Accordingly, I added, “Pretty please.” 

“Okay, but you have to promise to eat it all,” mom replied. 

“No problem,” I assured her. 

Mom made the purchase, and I immediately started unwrapping my tie-dyed sucker.

Many of you may recall that wise old owl from the Tootsie Roll Pop commercial. When asked, how many licks does it take to get to the center of a Tootsie Roll Pop,” the owl began counting, “A one, a two, a three…crunch!” 

As I sat in the rear seat of the car, I found myself on that wonderful journey. The first few licks were all that I had imagine they would be, and then some, but somewhere along the way – well short of the center – I became overwhelmed. 

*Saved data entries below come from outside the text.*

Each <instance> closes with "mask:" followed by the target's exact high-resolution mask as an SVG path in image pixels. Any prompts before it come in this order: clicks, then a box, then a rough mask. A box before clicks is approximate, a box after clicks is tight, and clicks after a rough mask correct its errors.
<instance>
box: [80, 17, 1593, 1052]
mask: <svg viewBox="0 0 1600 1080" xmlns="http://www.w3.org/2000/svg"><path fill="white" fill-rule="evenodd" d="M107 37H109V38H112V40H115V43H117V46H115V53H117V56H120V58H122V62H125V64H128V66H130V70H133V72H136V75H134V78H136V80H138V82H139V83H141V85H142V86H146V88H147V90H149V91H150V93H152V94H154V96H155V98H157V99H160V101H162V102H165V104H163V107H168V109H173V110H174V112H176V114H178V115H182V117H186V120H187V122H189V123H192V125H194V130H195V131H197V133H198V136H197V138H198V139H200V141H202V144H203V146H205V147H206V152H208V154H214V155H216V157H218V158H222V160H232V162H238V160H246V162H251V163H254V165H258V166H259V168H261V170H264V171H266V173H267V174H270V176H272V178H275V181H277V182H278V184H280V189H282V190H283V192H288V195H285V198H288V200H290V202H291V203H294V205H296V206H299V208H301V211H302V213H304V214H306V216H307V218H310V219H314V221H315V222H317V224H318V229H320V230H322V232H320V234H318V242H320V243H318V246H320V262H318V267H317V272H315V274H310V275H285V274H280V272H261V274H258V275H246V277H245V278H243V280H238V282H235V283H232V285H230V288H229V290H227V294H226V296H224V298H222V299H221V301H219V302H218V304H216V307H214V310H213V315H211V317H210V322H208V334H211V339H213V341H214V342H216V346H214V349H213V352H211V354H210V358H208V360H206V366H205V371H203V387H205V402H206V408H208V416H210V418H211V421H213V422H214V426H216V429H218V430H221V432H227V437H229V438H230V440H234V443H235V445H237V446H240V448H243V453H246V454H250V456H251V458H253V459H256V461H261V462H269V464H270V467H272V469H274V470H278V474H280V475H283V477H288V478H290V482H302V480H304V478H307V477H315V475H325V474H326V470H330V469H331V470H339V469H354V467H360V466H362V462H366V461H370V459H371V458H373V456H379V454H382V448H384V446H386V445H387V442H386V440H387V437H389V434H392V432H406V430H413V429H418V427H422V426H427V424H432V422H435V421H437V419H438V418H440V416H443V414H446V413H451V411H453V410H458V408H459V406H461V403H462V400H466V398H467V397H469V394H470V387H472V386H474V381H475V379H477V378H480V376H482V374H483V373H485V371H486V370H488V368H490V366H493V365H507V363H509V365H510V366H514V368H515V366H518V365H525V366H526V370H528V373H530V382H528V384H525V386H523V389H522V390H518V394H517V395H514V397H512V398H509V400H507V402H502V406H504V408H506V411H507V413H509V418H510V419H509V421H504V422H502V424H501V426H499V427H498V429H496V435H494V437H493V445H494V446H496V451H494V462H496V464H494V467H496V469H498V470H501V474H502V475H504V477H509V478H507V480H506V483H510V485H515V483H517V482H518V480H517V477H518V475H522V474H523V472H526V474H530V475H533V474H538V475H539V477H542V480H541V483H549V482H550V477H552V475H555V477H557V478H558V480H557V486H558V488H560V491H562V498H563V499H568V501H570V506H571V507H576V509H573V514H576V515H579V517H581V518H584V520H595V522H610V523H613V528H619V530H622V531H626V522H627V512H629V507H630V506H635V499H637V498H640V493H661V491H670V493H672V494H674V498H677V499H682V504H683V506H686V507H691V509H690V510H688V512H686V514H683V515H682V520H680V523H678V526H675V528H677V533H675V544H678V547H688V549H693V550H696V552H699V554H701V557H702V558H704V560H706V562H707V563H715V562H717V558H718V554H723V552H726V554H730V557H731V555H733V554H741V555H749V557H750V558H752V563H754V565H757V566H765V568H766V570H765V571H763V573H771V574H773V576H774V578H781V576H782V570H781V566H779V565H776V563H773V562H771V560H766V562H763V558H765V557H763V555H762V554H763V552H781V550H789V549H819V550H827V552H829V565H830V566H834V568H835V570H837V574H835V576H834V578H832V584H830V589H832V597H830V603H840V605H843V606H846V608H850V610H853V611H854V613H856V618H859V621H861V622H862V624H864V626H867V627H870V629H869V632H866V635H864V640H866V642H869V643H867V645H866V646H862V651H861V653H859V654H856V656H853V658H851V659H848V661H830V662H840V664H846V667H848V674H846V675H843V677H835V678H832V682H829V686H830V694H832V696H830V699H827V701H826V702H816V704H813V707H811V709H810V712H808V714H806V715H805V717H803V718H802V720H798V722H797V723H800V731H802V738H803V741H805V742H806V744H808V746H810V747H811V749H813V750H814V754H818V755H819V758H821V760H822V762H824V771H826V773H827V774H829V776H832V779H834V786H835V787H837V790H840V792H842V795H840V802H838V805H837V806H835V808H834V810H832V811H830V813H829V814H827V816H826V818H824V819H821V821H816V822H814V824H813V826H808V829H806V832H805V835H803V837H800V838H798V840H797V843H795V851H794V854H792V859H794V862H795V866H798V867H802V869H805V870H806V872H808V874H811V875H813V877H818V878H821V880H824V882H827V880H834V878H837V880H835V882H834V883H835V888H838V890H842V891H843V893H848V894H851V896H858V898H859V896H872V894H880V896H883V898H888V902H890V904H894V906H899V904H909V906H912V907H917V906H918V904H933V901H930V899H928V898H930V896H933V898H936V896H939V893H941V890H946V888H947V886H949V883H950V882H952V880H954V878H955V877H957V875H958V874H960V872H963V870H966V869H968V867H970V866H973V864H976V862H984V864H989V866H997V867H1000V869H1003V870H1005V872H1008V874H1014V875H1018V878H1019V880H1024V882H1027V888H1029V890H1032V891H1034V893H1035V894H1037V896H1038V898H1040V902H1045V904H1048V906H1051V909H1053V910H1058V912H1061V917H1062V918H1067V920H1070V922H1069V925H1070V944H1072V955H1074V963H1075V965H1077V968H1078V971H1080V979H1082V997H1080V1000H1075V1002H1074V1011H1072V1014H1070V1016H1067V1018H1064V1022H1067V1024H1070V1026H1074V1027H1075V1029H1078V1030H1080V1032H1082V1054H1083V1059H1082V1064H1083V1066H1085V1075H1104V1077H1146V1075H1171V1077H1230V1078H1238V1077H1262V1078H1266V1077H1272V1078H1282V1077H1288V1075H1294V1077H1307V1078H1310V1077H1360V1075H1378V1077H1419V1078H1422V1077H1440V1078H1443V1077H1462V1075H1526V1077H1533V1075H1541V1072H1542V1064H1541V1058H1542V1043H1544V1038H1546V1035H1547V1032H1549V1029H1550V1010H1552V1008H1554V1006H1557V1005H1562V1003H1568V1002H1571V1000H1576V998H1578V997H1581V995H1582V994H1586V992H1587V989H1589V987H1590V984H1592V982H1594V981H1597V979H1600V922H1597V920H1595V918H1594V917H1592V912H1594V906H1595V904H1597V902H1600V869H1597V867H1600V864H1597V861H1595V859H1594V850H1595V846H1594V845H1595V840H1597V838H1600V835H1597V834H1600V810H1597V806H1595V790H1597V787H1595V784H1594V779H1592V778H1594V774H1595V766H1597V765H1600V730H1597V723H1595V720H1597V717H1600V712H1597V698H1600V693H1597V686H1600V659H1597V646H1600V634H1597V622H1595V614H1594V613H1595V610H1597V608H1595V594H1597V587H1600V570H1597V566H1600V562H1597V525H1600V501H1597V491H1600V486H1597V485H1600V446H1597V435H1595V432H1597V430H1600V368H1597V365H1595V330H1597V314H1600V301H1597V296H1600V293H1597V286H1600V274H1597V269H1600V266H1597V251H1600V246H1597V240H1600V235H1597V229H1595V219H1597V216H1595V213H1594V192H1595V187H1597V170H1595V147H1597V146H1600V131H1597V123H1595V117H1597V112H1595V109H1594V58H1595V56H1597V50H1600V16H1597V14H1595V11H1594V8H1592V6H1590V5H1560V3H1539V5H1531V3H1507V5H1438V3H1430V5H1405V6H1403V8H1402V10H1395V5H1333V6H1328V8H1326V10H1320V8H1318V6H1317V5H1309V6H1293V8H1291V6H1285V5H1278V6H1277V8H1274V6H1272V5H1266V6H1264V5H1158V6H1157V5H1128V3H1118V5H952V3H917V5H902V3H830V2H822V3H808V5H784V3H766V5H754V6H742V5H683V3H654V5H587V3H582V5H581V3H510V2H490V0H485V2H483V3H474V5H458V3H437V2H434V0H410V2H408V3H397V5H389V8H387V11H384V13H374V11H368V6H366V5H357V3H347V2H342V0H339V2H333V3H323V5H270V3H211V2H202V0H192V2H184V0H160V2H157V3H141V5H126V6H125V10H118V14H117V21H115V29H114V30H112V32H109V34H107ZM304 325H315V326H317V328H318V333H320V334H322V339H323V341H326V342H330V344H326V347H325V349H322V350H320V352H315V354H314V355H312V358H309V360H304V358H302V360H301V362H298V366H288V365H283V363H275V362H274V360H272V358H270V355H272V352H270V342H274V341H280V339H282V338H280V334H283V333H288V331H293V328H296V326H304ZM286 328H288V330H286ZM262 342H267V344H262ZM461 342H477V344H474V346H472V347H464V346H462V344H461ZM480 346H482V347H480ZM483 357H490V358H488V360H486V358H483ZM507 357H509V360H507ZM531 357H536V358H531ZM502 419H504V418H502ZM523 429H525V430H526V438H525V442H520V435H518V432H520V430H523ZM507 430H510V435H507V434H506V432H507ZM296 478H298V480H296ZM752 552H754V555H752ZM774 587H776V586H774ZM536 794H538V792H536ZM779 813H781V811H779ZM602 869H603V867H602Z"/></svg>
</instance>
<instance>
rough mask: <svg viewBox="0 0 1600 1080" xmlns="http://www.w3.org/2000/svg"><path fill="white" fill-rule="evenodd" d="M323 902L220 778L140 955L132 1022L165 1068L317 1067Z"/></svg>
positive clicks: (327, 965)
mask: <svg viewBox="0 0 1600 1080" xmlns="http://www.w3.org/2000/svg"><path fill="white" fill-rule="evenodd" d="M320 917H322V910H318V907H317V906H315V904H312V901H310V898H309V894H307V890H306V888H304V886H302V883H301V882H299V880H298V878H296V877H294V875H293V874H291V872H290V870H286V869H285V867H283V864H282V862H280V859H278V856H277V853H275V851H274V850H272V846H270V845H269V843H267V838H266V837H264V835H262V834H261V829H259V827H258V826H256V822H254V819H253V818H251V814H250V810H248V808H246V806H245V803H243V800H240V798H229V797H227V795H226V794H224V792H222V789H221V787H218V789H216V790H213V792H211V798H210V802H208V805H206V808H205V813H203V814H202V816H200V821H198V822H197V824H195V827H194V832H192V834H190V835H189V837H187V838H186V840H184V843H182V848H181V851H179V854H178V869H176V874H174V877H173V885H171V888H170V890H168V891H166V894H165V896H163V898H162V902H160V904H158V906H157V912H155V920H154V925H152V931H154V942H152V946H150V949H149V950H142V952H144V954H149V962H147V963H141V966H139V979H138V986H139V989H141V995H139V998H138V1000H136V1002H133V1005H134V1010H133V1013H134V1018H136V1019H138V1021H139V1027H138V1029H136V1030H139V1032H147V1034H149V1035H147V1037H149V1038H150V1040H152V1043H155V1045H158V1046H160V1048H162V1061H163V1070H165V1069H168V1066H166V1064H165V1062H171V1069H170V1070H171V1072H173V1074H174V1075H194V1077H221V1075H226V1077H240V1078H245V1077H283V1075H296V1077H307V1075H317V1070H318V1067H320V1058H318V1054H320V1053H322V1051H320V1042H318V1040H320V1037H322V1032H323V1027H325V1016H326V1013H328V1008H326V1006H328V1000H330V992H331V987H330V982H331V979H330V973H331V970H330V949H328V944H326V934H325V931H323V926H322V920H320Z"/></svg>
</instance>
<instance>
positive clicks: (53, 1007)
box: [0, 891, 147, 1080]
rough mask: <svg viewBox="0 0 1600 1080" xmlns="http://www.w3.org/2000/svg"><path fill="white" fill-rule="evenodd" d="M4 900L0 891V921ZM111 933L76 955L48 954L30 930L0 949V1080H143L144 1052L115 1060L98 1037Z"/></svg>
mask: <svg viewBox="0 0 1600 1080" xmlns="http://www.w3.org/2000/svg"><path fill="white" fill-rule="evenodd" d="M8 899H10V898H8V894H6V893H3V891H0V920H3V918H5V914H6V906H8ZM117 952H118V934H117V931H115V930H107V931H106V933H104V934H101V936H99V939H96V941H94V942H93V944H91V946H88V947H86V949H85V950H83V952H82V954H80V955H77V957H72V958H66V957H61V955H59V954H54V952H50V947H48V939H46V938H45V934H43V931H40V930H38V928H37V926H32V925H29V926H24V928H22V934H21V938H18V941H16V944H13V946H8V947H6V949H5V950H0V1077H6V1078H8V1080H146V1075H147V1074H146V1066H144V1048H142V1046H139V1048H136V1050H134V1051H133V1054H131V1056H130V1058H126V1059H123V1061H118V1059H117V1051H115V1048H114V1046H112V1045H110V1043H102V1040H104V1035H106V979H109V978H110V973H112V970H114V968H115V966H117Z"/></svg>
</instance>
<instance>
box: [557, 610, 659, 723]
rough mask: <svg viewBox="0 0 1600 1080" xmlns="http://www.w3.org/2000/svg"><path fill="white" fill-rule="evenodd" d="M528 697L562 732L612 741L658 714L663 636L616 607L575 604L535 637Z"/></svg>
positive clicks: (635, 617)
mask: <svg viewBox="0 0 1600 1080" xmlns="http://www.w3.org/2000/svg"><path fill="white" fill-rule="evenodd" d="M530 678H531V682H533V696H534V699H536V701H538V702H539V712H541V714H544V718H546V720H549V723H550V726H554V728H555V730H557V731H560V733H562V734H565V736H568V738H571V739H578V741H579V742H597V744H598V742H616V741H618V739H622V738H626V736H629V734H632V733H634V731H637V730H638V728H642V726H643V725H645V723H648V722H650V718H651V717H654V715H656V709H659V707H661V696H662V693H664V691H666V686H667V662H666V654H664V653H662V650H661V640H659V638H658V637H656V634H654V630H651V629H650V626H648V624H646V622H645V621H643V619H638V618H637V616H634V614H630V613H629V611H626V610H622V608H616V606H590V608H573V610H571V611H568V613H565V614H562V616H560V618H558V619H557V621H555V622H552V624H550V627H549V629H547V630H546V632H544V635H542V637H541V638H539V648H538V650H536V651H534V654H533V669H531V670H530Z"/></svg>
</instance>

As my tongue turned colors and my eyes watered, I realized that this was too much sucker for me. I was in over my head. In my wildest dreams, I never imagined that this could happen. My eyes caught the sight of mom’s eyes in the rearview mirror, and for a few more licks I faked happiness. In my mind, I wanted to pass that lollipop around the neighborhood like a priest passes the communal cup. I could think of no other way to get rid of it. The time line between obsession, possession and confession was a blur. Willie Wonka was an evil genius!

There have been numerous times in my life that I have reflected back on that day, especially when I fail. I have found that sin can be a lot like that lollipop – pretty, seductive, and sneaky. If you aren’t careful, you’ll find with a tiger by the tail.

I often wonder if that’s the way it was for Adam and Eve, or even King David? Two people in a garden sounds innocent enough, but there’s a tree that bears forbidden fruit. They must have started upon that fruit much like I did that lollipop. 

It is a fearful thing to realize the depth of one’s miscalculation. The situation was slightly different for King David, as he merely was taking in the sights while standing on his rooftop. The next thing you know, the good king is having an affair and plotting to commit murder. 

Just like that, you’re sitting in the rear seat regretting what I later discovered was also known as an All-Day Sucker.

There was no way to foresee the devastation of those decisions.

Just as I couldn’t see beyond the sucker, Adam and Eve couldn’t see beyond the fruit and King David couldn’t see beyond Bathsheba. The only one who prevents us from being lifelong suckers is Jesus!